Analytical methods target the structures and functions of metaphor in order to identify and describe and sometimes evaluate metaphors as part of language use and as part of discourse events. This typically involves a form of predicate calculus, not in the logical form but in a linguistic and conceptual form. In predicate calculus, meaningful expressions are broken up into parts that function as predicates and arguments. For metaphor, some of these have to come from a source domain while others come from some target domain, and the two sets of parts are connected by some form of analogy.

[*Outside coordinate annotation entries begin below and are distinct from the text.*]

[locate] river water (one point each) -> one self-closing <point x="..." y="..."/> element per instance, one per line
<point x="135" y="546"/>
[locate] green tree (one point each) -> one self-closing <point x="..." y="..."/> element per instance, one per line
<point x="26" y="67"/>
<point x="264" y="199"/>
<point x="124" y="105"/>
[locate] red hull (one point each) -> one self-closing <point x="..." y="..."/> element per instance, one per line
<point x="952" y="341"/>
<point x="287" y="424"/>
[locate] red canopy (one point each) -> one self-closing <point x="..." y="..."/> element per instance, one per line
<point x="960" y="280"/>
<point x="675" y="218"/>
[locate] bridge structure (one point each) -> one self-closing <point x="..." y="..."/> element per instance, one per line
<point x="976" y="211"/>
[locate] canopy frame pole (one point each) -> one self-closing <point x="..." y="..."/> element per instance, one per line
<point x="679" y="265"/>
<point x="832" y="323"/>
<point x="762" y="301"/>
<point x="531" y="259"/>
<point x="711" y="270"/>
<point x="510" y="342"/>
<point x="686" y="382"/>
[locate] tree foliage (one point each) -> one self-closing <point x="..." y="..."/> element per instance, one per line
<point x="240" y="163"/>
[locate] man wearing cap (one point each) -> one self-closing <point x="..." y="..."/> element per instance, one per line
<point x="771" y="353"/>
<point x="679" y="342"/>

Analytical methods form the methodological starting point of research on metaphor in Conceptual Metaphor Theory and Relevance Theory. They also feed into the methods for metaphor research in corpus linguistics. All of these analytical methods typically address aspects of the meaning of metaphor in a broad sense of the term, and can be seen as forms of content analysis or document analysis (as contrasted with behavioural research, which for metaphor deals with the psychological and social processes of how people deal with figurative meaning).

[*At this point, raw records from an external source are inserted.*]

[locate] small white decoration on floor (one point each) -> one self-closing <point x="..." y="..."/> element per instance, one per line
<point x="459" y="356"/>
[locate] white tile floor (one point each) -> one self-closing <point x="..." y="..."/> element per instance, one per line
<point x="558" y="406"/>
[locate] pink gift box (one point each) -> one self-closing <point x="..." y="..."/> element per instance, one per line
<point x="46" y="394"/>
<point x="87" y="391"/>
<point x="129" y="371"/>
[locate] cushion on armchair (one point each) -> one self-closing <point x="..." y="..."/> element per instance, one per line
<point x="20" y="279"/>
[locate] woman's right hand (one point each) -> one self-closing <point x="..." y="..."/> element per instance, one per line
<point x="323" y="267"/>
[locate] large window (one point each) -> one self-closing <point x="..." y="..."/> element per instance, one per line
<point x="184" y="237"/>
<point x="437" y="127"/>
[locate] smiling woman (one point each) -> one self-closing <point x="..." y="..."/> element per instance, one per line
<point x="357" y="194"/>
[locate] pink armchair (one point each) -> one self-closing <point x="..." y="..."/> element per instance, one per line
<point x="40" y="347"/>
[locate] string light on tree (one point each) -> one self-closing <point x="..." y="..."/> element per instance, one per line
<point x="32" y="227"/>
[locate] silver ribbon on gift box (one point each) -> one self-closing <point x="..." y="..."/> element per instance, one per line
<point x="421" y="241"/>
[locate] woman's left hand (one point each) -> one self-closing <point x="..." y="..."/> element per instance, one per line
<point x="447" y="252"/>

For DMT, analytical methods have been at the core of research. In fact, DMT arose as a result of the attempt to develop a reliable method for metaphor identification, which led to the discovery of the distinction between deliberate and non-deliberate metaphor and the paradox of metaphor. It is therefore natural that DMT has now also produced a Deliberate Metaphor Identification Procedure, called DMIP (Reijnierse et al., 2018). DMT now also offers a propositional method of analysis for metaphor in language use and discourse (Steen, 2023, 2024), which evolved from the attempt to formally connect metaphor in language to metaphor in thought by means of the so-called five-step method (e.g., Deignan, 2017).